Extensive research has led to the identification of different mechanisms and components that cause NMOSD but then there are no reports that explain how the autoantibodies that initiate the disease cross the BBB prior to its disruption since BBB breakdown is a downstream event in the disease.
Like many other autoimmune disorders, a higher female preponderance is observed in NMO. No clear reports are present to explain the gender bias. Oestrogen, a female hormone has been hypothesised to be a significant contributor to neurological disorders (Scharfman and Lusky, 2008). Studies must be carried out to identify whether oestrogen contributes to the female preponderance in NMO.
Myelination in the CNS is mediated by the oligodendrocytes which are targeted by the auto- antibodies in multiple sclerosis but not in NMOSD. But severe demyelination is observed in NMO. Demyelination could be a bystander effect caused due to glutamate excitotoxicity (Marignier et al., 2010). There are sparse reports to explain demyelination and are mostly inconclusive and hypothetical.
Recently, anti-MOG NMOSD has been identified. Although anti-MOG antibodies are present in AQP4 seronegative NMO patients, their clinical features are different from NMO. Therefore, research must clarify whether anti-MOG syndrome is a part of the spectrum or a distinctive disease.
T-cells as discussed in the prior sections are crucial for disease progression. How are these autoreactive T-cells produced? Is it a result of an impaired thymus negative selection mechanism? If so, what causes the impairment? Only if the cause is known, an efficient targeting mechanism can be developed.
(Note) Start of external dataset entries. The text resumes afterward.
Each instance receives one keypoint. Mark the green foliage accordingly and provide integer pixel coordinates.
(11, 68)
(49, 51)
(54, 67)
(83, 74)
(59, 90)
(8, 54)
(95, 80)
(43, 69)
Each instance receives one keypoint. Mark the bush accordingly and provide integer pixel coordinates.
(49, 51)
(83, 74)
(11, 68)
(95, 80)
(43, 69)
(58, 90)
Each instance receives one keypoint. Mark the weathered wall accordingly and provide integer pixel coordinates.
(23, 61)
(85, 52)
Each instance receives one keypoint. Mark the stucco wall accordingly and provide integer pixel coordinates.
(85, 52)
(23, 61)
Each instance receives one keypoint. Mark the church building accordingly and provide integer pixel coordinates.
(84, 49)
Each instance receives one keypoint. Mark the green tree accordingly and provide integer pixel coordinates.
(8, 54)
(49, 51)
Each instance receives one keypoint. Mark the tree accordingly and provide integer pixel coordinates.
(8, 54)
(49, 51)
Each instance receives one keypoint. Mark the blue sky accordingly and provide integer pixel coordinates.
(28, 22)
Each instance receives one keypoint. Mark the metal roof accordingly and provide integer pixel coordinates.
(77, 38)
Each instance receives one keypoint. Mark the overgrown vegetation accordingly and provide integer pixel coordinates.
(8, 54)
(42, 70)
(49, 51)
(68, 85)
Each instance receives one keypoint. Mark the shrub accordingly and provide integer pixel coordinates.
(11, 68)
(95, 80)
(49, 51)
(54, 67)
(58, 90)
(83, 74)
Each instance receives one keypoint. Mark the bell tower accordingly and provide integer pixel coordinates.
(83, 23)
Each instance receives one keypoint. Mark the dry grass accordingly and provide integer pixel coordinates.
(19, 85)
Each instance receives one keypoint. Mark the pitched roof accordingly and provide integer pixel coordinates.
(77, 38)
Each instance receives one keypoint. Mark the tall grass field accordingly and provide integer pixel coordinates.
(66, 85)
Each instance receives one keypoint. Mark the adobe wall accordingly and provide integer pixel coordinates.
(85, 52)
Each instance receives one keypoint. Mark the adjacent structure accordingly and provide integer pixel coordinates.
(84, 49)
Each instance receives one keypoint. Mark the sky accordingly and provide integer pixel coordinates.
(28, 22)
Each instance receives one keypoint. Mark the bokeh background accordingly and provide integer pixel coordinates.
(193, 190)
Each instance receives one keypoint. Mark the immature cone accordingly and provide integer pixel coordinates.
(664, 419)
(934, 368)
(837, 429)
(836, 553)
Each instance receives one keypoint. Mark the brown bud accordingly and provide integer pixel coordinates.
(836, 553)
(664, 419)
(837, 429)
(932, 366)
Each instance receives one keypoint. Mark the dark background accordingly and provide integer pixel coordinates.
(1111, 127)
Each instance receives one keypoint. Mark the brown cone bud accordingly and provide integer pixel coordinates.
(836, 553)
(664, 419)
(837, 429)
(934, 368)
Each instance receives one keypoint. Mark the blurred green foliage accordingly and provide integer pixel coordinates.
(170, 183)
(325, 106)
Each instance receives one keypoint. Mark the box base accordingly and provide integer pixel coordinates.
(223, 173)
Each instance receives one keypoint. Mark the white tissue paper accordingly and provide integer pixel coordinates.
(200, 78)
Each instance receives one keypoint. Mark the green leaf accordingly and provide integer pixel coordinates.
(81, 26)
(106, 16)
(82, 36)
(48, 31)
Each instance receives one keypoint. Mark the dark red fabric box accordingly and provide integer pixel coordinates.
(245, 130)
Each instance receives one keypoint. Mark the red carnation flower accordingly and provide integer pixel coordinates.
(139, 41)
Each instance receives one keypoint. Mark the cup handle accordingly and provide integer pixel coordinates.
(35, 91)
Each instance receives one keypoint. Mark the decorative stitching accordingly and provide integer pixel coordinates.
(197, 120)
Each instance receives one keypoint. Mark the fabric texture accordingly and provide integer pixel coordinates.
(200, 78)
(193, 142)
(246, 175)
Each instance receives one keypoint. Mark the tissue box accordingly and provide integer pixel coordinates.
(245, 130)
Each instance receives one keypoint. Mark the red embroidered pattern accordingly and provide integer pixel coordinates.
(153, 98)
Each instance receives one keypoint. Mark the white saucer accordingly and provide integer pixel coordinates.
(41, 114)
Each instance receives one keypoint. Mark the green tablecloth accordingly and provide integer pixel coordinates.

The trigger for autoimmunity in NMOSD remains unknown. In some rare cases, NMO develops following MG onset and thymectomy. It is understandable that thymectomy results in decreased production of immunosuppressive T-cells. Thymus dysfunction might then be the cause of NMO autoimmunity but experimental evidence is needed to arrive at a conclusion.
Experimental animal models are pivotal for understanding diseases. Unfortunately, there is no standardized model for NMO. Many experimental models are available for NMO and are highly valuable for research. But none of them have replicated all the features of the disease. As suggested by Bradl and Lassmann (2014) the next generation of models must take into account the different genetic and environmental factors that contribute to the disease. It will take a few more years to answer all these questions. One of the major limitations in carrying out studies related to this disease is its rarity. But, if all the above raised questions are answered, accurate treatment options that increase patients’ quality of life can be developed.